Nymph development spans 15 instars, reaching a length of approximately 40 mm. Nymphs are mostly dark brown, with some abdominal segments paler. Nasiaeschna pentacantha eggs are pale yellow, measuring approximately 0.3 mm by 1.5 mm.

==Etymology==

The genus name Nasiaeschna is the combination of "nose" and Aeshna, referring to the projection of the frons in this species. The specific epithet pentacantha ("five-spined") refers to the patches of spines under the tip of the female's abdomen.

The common name "cyrano darner" is similarly based on the facial projection, alluding to the large nose of Cyrano de Bergerac.

==Behavior==

The cyrano darner flies regular beats about waist- to head-height over open water or forest clearings with wings continuously fluttering. The abdomen is often slightly arched in flight. They pluck prey (including other Odonates) from vegetation and carry it to a perch to eat.

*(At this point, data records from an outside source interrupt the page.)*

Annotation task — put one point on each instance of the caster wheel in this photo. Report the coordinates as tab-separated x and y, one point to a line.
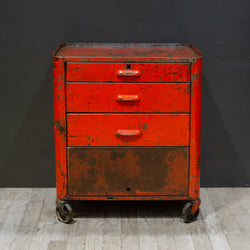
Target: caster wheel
64	212
187	214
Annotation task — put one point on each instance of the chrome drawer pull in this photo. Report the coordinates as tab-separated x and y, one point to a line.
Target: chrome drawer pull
128	72
128	132
128	98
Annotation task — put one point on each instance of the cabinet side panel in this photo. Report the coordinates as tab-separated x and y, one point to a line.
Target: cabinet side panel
195	127
60	127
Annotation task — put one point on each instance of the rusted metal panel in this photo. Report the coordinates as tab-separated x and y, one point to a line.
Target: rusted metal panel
102	129
123	97
122	72
60	127
128	171
195	128
127	92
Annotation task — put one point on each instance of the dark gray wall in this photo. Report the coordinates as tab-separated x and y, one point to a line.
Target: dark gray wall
30	30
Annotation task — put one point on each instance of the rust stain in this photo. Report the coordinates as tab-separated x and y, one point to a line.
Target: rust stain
128	171
60	128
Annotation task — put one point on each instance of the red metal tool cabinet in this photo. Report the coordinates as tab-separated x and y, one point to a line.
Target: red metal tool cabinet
127	124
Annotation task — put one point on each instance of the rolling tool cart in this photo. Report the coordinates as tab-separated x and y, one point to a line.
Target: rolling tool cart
127	124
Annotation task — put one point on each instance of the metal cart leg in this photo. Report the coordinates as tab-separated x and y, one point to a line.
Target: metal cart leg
190	211
64	211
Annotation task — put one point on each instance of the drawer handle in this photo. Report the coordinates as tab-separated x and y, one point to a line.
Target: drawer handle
128	132
128	72
128	98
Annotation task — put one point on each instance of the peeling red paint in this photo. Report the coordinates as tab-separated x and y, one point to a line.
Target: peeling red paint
114	81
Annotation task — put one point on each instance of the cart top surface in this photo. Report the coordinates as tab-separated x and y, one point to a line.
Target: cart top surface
127	50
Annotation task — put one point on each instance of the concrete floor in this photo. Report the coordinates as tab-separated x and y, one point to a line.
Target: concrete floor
28	221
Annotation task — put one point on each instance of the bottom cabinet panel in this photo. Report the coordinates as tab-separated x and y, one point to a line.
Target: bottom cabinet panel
128	170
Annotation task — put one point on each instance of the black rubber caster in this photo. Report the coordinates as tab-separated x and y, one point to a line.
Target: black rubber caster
64	212
187	214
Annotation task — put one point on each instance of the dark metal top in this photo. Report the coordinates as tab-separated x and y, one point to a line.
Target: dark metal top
127	50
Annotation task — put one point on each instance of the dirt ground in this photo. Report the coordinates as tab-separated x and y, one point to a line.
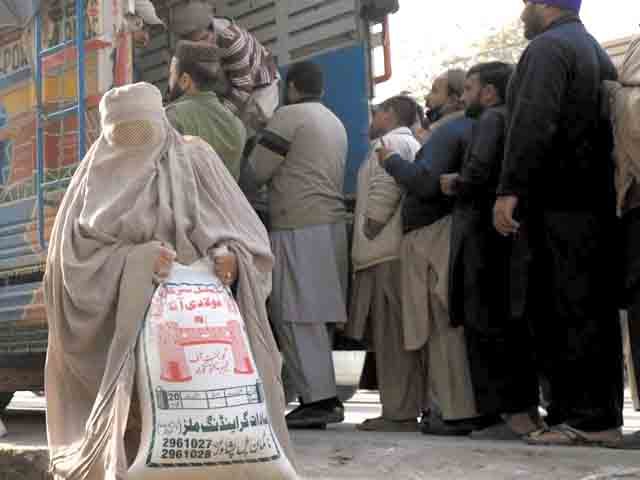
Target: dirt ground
341	452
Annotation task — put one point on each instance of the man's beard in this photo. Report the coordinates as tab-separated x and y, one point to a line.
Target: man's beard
174	93
474	110
435	114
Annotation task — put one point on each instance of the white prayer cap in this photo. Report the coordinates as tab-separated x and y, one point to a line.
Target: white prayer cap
146	11
133	115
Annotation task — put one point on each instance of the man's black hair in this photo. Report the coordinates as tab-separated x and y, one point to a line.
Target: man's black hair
497	74
198	73
307	77
405	108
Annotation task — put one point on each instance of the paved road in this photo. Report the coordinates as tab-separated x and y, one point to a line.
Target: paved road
341	452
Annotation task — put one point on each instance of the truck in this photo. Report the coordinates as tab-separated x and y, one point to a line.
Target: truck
57	59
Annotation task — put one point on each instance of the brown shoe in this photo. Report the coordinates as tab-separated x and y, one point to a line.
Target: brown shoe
381	424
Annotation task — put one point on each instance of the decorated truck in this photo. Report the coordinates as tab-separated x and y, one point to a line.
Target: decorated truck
58	57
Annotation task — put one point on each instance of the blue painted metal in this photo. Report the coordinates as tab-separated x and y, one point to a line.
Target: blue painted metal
79	108
39	134
80	34
57	48
61	113
347	95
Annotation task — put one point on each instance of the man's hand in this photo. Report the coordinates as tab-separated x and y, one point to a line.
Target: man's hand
503	215
383	153
164	263
449	183
141	38
225	266
372	228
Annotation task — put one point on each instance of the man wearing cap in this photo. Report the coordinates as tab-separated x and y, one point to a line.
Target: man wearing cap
249	67
424	260
376	309
196	110
141	19
556	196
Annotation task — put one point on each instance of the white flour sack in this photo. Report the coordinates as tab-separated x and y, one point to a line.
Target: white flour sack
204	414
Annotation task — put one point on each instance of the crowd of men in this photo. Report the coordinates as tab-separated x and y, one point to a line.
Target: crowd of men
486	236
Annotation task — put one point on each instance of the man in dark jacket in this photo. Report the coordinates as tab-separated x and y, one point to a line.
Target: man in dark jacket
424	269
557	192
479	270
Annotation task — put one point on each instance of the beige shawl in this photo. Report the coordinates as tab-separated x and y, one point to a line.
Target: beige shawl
625	107
140	184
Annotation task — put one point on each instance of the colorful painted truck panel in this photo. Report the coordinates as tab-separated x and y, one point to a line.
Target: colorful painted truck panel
332	33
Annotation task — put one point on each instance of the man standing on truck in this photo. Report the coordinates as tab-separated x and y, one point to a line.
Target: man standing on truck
197	111
250	68
556	193
302	155
376	312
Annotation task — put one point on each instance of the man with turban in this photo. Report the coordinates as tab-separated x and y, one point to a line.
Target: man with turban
196	110
250	68
556	196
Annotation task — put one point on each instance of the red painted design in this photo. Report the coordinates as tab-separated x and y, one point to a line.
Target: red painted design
172	341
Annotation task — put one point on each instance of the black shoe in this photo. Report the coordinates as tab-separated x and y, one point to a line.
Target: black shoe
315	415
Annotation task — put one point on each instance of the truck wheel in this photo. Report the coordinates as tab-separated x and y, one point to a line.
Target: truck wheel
5	400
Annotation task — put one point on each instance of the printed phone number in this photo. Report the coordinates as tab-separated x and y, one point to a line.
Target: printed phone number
179	448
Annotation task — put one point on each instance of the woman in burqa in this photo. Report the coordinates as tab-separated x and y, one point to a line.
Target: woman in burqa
142	194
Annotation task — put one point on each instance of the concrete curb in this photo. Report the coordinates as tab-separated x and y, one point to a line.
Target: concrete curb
24	464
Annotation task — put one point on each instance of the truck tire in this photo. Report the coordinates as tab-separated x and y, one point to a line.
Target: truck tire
5	400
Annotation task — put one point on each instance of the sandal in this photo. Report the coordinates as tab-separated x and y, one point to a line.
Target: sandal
381	424
627	442
563	435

Females oviposit on sodden logs or stumps at the water's edge. This species is documented to complete one generation every year.

This species is quite territorial, making it unusual to see more than one at a time.

==Distribution==

The cyrano darner is found throughout the eastern United States and southeastern Canada.

==Habitat==

The cyrano darner inhabits standing and slow-moving water such as swampy pools, forested ponds, and canals. A wooded or shrubby border around the water may be necessary.